Commit 72ca9b670f70cfaad1a299f891d03a313143cc3c resolves the missing strokes (and caters for other path constructors like 're'). This has been quite difficult to work around, taking several days to get working without breaking anything else. We don't really support nested text blocks (because the spec says quite unambiguously that they are illegal) and simply terminate the earlier one if we find a BT inside a BT. Further changes in this area are likely to be nigh impossible without breaking other files. We would have to rewrite the text handling. I intend to have one attempt at mimicking the bizarre Acrobat behaviour where it images text only at the ET, meaning the z-ordering of objects is wrong. If I can't make that work reasonably easily I'm going to give up on it.

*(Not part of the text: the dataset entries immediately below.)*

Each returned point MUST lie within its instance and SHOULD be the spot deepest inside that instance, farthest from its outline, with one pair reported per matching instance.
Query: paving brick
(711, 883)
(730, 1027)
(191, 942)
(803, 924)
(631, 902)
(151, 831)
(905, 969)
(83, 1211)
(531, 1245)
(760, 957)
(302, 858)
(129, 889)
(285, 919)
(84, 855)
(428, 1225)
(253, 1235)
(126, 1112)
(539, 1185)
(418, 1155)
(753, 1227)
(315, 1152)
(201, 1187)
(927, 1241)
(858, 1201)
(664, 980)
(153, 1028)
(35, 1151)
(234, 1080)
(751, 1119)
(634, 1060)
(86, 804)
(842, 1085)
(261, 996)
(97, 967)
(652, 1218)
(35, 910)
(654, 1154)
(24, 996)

I've come to the conclusion that the insane Z-ordering performed by Acrobat is impossible for us to reproduce. In order to do so we would somehow have to arrange to execute text blocks which contain non-text operations twice. The first time through we'd draw everything, then we'd go back and only draw the text operations, thus ensuring they come out on top. This means repositioning the current execution pointer. But we can't do that for a compressed stream (eg Flate) because we would have to go right back to the first compressed byte and decompress until we reached the point we want to get to. The way our PDF interpreter works that's essentially impossible. We could code it, but it would mean rewriting the entire interpreter so that every stream can be rewound, or so that every stream is a reusable stream. That's probably a couple of years of work, with a might long bug tail afterwards. And the easy answer of using a reusable stream throughout would probably have negative performance implications. The PDF file is invalid, and we now do the best we can with it. That's as good as its going to get.